Someone at defunkt theatre had a clever idea: present two stylistically different one-act plays with roughly similar themes, emphasize said stylistic differences, and in so doing, compel a comparison between the works that serves to reinforce the thematic connections. Sam Shepard's absurdist Fourteen Hundred Thousand is thus juxtaposed with the gritty realism of Maria Irene Fornes' Mud.

Fourteen Hundred Thousand describes the efforts of a husband and wife to build a bookshelf. The husband maintains that books, once read, may as well be discarded; the wife is passionately attached to her collection).
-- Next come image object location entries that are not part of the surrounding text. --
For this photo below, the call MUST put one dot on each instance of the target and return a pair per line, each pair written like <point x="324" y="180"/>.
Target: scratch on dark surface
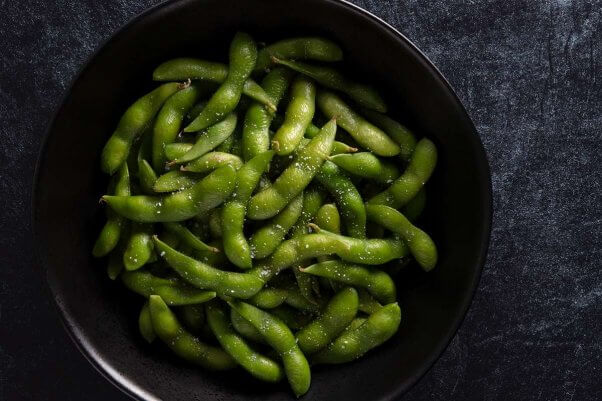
<point x="527" y="72"/>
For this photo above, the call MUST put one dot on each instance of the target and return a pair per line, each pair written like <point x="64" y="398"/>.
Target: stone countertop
<point x="530" y="75"/>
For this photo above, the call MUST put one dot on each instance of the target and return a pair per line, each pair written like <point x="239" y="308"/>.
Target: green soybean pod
<point x="329" y="77"/>
<point x="352" y="344"/>
<point x="377" y="282"/>
<point x="173" y="290"/>
<point x="253" y="362"/>
<point x="301" y="48"/>
<point x="243" y="54"/>
<point x="205" y="195"/>
<point x="373" y="251"/>
<point x="267" y="238"/>
<point x="337" y="315"/>
<point x="312" y="200"/>
<point x="405" y="188"/>
<point x="193" y="317"/>
<point x="175" y="180"/>
<point x="114" y="227"/>
<point x="145" y="324"/>
<point x="244" y="328"/>
<point x="188" y="238"/>
<point x="177" y="150"/>
<point x="169" y="121"/>
<point x="298" y="116"/>
<point x="269" y="298"/>
<point x="328" y="218"/>
<point x="182" y="343"/>
<point x="420" y="243"/>
<point x="236" y="246"/>
<point x="181" y="69"/>
<point x="256" y="127"/>
<point x="295" y="178"/>
<point x="293" y="318"/>
<point x="212" y="161"/>
<point x="209" y="140"/>
<point x="146" y="177"/>
<point x="133" y="122"/>
<point x="194" y="111"/>
<point x="347" y="197"/>
<point x="216" y="259"/>
<point x="368" y="304"/>
<point x="355" y="323"/>
<point x="215" y="223"/>
<point x="298" y="249"/>
<point x="366" y="134"/>
<point x="201" y="275"/>
<point x="414" y="208"/>
<point x="139" y="247"/>
<point x="400" y="134"/>
<point x="279" y="337"/>
<point x="367" y="165"/>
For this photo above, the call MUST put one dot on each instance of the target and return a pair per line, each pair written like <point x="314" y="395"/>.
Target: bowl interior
<point x="101" y="316"/>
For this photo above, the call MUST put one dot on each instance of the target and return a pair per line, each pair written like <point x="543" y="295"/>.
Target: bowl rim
<point x="126" y="385"/>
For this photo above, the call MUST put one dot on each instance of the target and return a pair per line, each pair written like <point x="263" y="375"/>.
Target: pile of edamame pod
<point x="256" y="205"/>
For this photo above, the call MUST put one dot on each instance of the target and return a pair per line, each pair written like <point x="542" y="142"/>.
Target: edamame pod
<point x="301" y="48"/>
<point x="201" y="197"/>
<point x="312" y="200"/>
<point x="145" y="324"/>
<point x="193" y="317"/>
<point x="265" y="240"/>
<point x="352" y="344"/>
<point x="295" y="178"/>
<point x="244" y="328"/>
<point x="169" y="121"/>
<point x="201" y="275"/>
<point x="139" y="248"/>
<point x="112" y="231"/>
<point x="367" y="165"/>
<point x="269" y="298"/>
<point x="175" y="180"/>
<point x="403" y="189"/>
<point x="413" y="209"/>
<point x="420" y="243"/>
<point x="256" y="127"/>
<point x="279" y="337"/>
<point x="237" y="249"/>
<point x="400" y="134"/>
<point x="176" y="150"/>
<point x="133" y="122"/>
<point x="188" y="238"/>
<point x="243" y="54"/>
<point x="329" y="77"/>
<point x="377" y="282"/>
<point x="209" y="140"/>
<point x="253" y="362"/>
<point x="295" y="250"/>
<point x="298" y="116"/>
<point x="328" y="218"/>
<point x="184" y="344"/>
<point x="347" y="198"/>
<point x="337" y="315"/>
<point x="181" y="69"/>
<point x="173" y="290"/>
<point x="212" y="161"/>
<point x="366" y="134"/>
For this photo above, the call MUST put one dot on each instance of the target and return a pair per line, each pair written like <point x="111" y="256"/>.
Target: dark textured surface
<point x="529" y="74"/>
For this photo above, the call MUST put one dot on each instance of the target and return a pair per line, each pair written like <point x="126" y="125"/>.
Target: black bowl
<point x="101" y="317"/>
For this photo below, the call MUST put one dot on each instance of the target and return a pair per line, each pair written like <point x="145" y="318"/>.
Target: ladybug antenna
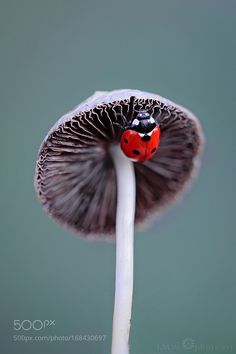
<point x="147" y="108"/>
<point x="131" y="111"/>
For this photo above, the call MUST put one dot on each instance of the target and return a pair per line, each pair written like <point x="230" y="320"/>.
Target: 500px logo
<point x="35" y="325"/>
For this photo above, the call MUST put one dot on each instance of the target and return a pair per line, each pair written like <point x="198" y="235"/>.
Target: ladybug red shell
<point x="140" y="138"/>
<point x="140" y="147"/>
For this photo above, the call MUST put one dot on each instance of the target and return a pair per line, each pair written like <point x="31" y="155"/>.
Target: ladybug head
<point x="143" y="114"/>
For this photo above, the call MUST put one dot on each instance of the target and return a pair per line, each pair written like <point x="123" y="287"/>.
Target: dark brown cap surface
<point x="75" y="178"/>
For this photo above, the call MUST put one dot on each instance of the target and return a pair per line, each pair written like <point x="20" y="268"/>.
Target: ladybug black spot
<point x="189" y="146"/>
<point x="136" y="152"/>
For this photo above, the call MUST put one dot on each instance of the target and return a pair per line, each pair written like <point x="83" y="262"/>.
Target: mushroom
<point x="87" y="184"/>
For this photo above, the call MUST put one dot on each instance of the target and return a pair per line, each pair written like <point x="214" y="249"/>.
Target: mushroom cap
<point x="75" y="177"/>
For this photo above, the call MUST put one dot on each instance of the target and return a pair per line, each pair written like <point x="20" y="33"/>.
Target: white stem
<point x="126" y="190"/>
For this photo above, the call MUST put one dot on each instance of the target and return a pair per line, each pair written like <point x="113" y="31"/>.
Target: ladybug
<point x="140" y="138"/>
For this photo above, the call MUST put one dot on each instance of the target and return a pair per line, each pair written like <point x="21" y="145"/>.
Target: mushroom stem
<point x="126" y="190"/>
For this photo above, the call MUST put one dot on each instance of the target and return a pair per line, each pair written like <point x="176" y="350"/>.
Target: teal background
<point x="53" y="55"/>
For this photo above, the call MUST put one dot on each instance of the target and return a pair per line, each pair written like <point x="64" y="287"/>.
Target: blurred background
<point x="56" y="53"/>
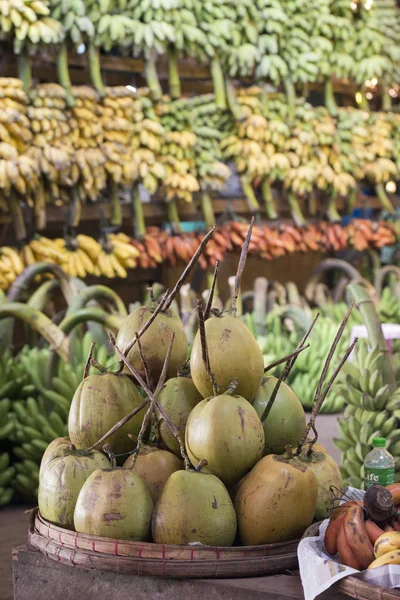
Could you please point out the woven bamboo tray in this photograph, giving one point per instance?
(355, 588)
(137, 558)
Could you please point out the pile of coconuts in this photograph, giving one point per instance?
(176, 451)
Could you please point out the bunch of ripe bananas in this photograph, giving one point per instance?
(207, 123)
(146, 142)
(177, 151)
(28, 22)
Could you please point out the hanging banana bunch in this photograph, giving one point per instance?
(78, 28)
(381, 168)
(177, 155)
(276, 111)
(19, 178)
(51, 147)
(112, 28)
(245, 141)
(388, 20)
(154, 29)
(208, 121)
(336, 44)
(300, 45)
(375, 55)
(146, 146)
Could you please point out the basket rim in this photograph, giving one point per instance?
(37, 517)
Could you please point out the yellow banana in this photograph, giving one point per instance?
(387, 542)
(390, 558)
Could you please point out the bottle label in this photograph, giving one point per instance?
(382, 476)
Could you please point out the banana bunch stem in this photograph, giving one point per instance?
(152, 77)
(173, 216)
(75, 208)
(330, 101)
(233, 104)
(371, 319)
(331, 211)
(95, 68)
(270, 207)
(139, 226)
(250, 195)
(111, 322)
(173, 74)
(364, 105)
(15, 209)
(207, 209)
(219, 83)
(290, 92)
(295, 210)
(384, 198)
(25, 70)
(386, 98)
(116, 208)
(63, 73)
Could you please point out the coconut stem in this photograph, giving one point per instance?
(149, 393)
(88, 361)
(120, 423)
(242, 263)
(318, 404)
(145, 365)
(288, 367)
(154, 399)
(108, 450)
(189, 267)
(331, 353)
(95, 363)
(159, 308)
(212, 290)
(202, 463)
(204, 349)
(285, 358)
(232, 387)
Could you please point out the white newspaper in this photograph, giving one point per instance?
(318, 570)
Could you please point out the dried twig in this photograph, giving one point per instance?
(331, 353)
(149, 393)
(204, 349)
(145, 365)
(109, 451)
(88, 361)
(120, 423)
(159, 308)
(285, 358)
(189, 267)
(242, 263)
(288, 367)
(320, 401)
(95, 363)
(212, 290)
(154, 399)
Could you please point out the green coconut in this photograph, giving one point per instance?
(154, 466)
(100, 401)
(225, 431)
(286, 421)
(194, 507)
(328, 474)
(114, 503)
(61, 479)
(276, 501)
(233, 354)
(55, 448)
(154, 341)
(178, 398)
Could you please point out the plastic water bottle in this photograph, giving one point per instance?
(378, 465)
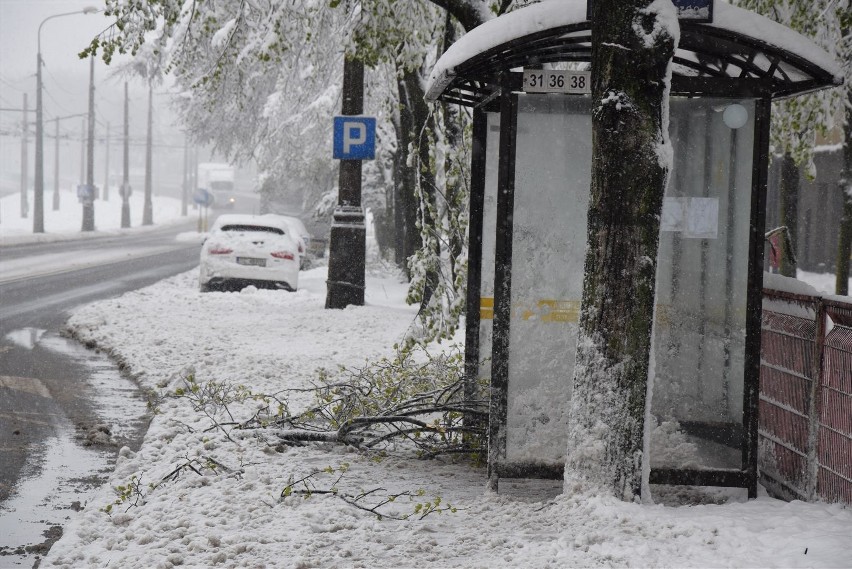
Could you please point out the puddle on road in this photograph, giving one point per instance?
(63, 473)
(26, 338)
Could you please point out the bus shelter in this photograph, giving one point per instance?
(525, 76)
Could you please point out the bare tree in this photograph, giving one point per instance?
(633, 42)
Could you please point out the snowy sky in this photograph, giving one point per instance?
(236, 518)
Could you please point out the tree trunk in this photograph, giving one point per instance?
(415, 123)
(844, 246)
(630, 66)
(789, 204)
(408, 178)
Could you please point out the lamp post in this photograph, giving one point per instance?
(38, 197)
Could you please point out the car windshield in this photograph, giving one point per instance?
(257, 228)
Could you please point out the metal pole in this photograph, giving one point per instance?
(38, 189)
(82, 152)
(185, 186)
(147, 211)
(56, 169)
(347, 248)
(25, 206)
(106, 166)
(89, 196)
(125, 180)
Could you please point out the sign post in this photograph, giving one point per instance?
(354, 141)
(203, 198)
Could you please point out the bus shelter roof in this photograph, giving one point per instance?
(739, 53)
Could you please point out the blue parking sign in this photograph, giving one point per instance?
(354, 138)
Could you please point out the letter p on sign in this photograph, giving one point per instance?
(354, 138)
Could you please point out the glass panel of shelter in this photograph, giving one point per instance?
(701, 278)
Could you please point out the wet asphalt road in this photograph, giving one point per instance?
(52, 389)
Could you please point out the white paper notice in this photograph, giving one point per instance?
(696, 218)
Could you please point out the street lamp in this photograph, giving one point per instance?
(38, 198)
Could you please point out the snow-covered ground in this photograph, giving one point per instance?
(234, 516)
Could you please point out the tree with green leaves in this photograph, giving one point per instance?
(633, 43)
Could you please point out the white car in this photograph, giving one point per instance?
(244, 250)
(299, 231)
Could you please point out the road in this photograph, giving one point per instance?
(64, 410)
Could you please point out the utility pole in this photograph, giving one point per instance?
(83, 152)
(106, 166)
(184, 197)
(25, 206)
(56, 168)
(147, 211)
(125, 179)
(38, 187)
(89, 193)
(38, 190)
(347, 249)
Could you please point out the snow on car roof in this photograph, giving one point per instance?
(255, 220)
(552, 14)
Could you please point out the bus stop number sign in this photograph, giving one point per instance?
(354, 138)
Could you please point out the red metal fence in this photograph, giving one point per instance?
(806, 397)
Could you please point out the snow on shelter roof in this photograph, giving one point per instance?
(740, 53)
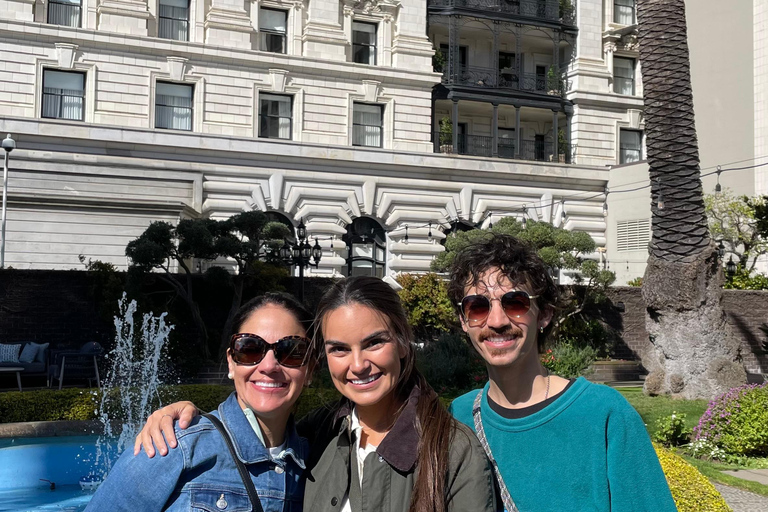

The fundamental instability of both the bookshelf and their relationship presumably comments on how experience and communities are intertwined.

Mud is set in a one-room shack, where a young woman, Mae, lives with an illiterate, mildly retarded man named Lloyd. Mae's got big dreams, and she's trying to pull herself out of the "mud" of her fairly sordid existence by going to school and learning to read. When she meets Henry, she falls for him because she mistakes his book smarts for purity of spirit. Henry moves in, Lloyd gets jealous, and things go downhill pretty fast.

Pairing the high falutin' braininess of the Shepard piece with Fornes' visceral tale of redneck desperation was an inspired decision, but defunkt's execution doesn't quite do the concept justice. Ideally, the self-conscious intellectualism of Fourteen Hundred Thousand would highlight and reinforce Mud's simplicity, and vice versa. Instead, Fourteen feels strident and rushed, while the lighting technique used in Mud--flooding the stage with light as characters freeze between scenes, snapshot style--lends the whole piece a manipulative quality that undermines the "gritty realism" we talked about earlier. While both casts are certainly competent, there's a slapdash quality to the production as a whole that suggests another week or two in rehearsal might've helped. There's not much room for error when it comes to one-acts--either you have your audience at hello, or you'll never have them. defunkt, unfortunately, never quite had me--twice.